Dr. Michael McCarthy, associate professor of sociology in the Klingler College of Arts and Sciences, has been awarded a fellowship from the Berggruen Institute to research ideas for shaping society that reimagine foundational systems and grow from interdisciplinary symbiosis and exchange.
As a Berggruen Fellow, McCarthy will complete a manuscript on democratizing finance, tentatively titled “The Master’s Tools: Using Finance Against Capitalism,” which is under contract with Verso Books. The book explores alternative models of finance, ranging from public banking to sovereign wealth funds and much in between, to understand the barriers to and best paths for achieving greater economic justice and democracy.
“For Dr. McCarthy, this is a tremendous opportunity to advance public discourse through his writing and engagement, and we are thrilled that he has been awarded this opportunity,” said Dr. Heidi Bostic, dean of the Klingler College of Arts and Science. “Through his research and scholarship, he has developed a strong voice on topics of economic sociology and political economy. ‘The Master’s Tools’ will continue his work in a substantive way and serve Marquette’s Catholic, Jesuit emphasis on social justice.”
In partnership with the University of Southern California Dornsife Center on Science, Technology and Public Life, Berggruen Fellowships are residential programs that offer scholars flexible periods of work and study in the United States and China. The 2021-22 Berggruen Fellows and Researchers will deliver and produce lectures, books, scholarly workshops, colloquia, and academic articles throughout their fellowships.
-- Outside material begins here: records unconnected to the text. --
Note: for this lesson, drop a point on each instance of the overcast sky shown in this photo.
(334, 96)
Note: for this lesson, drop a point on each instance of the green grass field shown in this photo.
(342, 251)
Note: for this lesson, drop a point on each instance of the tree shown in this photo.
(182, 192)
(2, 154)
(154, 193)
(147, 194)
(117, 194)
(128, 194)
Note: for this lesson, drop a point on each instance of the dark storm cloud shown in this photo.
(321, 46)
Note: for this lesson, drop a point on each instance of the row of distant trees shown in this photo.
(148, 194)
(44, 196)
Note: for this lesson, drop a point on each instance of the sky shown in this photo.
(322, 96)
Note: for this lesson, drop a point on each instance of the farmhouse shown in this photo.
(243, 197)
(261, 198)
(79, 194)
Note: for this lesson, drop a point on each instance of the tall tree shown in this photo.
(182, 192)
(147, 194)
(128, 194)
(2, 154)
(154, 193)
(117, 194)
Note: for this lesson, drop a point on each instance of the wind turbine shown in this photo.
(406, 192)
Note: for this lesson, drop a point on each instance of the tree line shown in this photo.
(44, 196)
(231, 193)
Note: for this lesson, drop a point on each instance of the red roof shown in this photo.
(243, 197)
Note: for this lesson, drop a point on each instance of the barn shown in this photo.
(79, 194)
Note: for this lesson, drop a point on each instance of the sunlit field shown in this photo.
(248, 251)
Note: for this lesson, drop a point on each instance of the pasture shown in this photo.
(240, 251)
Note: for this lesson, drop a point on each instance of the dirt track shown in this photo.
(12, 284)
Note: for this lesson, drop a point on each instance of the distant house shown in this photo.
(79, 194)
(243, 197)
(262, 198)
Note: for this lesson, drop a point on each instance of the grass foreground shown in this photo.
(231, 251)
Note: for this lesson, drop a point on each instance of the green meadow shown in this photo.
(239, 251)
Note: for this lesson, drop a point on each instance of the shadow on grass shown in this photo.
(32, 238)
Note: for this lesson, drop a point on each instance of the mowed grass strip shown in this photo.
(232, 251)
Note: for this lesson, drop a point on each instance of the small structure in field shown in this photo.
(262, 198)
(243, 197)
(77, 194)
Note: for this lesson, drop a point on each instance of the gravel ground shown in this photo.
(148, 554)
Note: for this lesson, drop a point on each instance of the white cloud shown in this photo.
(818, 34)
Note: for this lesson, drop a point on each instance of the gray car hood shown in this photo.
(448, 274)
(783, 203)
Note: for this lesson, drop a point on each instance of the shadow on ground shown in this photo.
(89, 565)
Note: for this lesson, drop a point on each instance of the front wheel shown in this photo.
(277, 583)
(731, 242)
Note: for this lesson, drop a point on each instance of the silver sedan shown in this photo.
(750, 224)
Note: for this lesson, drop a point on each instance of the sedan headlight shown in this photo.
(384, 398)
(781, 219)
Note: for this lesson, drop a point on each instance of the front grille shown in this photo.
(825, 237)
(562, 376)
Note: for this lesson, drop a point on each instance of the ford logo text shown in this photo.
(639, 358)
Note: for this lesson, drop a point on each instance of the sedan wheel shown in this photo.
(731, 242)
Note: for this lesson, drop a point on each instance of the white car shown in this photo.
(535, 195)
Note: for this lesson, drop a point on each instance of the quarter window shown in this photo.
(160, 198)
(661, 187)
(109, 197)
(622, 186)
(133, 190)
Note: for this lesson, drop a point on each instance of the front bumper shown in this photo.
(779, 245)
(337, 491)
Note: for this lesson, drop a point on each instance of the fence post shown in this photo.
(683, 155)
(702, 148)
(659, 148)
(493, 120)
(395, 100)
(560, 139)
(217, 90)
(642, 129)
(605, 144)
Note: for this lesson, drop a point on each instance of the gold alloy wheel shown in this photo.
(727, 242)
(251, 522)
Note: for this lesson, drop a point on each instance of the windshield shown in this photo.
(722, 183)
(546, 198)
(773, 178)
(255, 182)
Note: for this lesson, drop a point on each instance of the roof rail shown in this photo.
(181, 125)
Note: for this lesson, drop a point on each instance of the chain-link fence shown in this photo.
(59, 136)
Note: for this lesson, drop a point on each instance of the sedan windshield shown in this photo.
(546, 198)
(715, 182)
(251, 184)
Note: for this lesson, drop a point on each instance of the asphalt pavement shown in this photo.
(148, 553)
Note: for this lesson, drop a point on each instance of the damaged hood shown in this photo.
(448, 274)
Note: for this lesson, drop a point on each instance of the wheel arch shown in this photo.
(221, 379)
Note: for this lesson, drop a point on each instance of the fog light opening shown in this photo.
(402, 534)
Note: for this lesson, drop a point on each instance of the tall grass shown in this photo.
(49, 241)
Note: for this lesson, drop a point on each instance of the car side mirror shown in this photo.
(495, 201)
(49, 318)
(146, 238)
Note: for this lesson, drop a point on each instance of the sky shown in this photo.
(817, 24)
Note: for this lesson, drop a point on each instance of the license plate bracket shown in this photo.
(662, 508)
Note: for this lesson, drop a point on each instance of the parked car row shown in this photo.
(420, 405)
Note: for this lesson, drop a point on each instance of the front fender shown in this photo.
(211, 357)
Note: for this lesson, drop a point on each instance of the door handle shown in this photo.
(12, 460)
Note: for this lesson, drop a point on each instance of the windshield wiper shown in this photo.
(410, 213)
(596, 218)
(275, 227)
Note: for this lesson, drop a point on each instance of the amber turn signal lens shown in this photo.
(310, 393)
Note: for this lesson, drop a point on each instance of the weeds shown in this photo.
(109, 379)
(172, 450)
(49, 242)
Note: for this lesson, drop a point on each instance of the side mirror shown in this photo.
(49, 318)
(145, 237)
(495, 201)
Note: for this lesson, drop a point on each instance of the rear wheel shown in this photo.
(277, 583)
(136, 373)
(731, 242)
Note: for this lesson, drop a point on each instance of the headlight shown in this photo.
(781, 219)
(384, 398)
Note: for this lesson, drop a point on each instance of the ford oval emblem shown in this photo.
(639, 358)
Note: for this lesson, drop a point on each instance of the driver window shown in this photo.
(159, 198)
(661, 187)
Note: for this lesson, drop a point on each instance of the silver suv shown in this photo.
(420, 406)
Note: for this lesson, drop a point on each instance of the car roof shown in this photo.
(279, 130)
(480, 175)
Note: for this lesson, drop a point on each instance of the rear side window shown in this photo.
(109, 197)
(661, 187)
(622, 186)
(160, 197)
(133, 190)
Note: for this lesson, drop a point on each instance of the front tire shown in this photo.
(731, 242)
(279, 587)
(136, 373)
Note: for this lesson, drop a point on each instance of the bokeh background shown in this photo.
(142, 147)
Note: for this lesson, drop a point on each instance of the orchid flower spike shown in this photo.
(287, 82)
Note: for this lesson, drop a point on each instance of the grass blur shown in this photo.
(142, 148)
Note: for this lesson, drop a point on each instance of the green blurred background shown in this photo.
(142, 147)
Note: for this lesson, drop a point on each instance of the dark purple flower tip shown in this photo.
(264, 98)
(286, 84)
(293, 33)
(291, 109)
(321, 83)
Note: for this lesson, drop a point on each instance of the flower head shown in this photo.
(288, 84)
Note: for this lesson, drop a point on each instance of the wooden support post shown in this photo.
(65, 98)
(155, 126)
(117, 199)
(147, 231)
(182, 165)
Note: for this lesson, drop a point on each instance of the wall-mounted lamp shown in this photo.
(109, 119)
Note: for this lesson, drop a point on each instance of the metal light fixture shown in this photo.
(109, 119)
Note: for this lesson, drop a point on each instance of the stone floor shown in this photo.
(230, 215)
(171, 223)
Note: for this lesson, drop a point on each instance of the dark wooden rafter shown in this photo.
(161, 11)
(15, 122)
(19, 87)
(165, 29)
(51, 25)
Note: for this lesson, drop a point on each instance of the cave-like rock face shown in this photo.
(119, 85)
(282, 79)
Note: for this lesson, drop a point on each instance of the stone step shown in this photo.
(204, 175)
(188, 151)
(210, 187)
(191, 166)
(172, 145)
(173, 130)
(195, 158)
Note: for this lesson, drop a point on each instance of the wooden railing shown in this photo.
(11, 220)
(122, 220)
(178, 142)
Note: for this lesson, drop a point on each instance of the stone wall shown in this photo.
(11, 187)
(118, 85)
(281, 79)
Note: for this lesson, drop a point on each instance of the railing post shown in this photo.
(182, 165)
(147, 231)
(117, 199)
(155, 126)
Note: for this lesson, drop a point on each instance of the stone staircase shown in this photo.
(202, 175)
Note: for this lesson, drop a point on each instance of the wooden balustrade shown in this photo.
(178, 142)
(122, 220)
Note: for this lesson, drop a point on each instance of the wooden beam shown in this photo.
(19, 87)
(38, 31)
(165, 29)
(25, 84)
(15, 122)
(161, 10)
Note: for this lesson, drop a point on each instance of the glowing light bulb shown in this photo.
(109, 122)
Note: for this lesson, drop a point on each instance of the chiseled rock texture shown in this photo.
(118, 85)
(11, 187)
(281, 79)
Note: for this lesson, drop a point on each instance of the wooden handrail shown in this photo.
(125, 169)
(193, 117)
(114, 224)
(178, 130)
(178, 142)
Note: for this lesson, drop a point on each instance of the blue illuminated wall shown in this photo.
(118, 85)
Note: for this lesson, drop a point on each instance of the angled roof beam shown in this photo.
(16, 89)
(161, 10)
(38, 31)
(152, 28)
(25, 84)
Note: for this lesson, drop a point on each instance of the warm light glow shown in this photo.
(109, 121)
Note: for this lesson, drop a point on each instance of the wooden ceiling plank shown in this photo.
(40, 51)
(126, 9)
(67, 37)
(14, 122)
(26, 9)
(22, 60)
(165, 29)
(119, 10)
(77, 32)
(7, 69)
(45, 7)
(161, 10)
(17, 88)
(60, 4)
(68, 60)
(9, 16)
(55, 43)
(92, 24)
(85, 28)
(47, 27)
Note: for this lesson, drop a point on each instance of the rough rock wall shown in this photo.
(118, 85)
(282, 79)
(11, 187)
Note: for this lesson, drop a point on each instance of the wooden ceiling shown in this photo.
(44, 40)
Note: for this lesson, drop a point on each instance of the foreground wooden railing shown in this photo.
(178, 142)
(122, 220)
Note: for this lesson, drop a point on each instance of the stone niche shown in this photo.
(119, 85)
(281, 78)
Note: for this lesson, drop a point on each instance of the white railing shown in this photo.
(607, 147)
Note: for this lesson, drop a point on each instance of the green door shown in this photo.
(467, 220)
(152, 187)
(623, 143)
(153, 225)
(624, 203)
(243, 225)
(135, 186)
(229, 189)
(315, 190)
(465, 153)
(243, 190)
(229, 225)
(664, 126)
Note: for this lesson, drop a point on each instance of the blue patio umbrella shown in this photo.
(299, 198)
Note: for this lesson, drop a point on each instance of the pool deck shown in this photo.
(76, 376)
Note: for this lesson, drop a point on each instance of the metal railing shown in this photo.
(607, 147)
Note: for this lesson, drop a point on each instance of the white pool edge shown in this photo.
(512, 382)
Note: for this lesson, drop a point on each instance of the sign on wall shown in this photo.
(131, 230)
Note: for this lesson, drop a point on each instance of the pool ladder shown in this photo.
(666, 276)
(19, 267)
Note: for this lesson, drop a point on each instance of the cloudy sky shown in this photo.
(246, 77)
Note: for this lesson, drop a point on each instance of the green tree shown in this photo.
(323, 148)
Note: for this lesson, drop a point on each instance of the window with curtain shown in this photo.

“This is a rare opportunity for me to work with scholars from across a range of disciplines, who are all thinking in critical and unabashedly bold ways about how our society and world should be organized in the future,” McCarthy said. “My research cluster, ‘The Future of Capitalism,’ is an especially exciting group of public-facing thinkers working across a wide range disciplines, including economics, history, law and sociology. Each member of my cohort is working to solve the puzzles and develop the policy blueprints that can address profound and durable wealth, income, and power inequality in contemporary capitalism. In addition to the new collaborative opportunities and chance to learn from others, the space will be uniquely conducive for me to work on my book manuscript on democratizing finance.”
McCarthy joined the Marquette faculty in 2014. He is the author of the award-winning book, “Dismantling Solidarity: Capitalist Politics and American Pensions since the New Deal,” which explains the marketization of old-age income in the US. He is also a regular contributor to Jacobin magazine and has advanced public debates about economic democracy in venues such as the Washington Post, Boston Review, Renewal and Tribune Magazine.
Founded in 2010 by philanthropist and investor Nicolas Berggruen, the Berggruen Institute develops the foundational ideas and critical analysis needed to unlock enduring progress for political, economic and social institutions in the 21st century. Since its inception, the Berggruen Institute has launched the 21st Century Council, the Council for the Future of Europe, the Berggruen China Center, the Think Long Committee for California and the signature Berggruen Prize for Philosophy and Culture.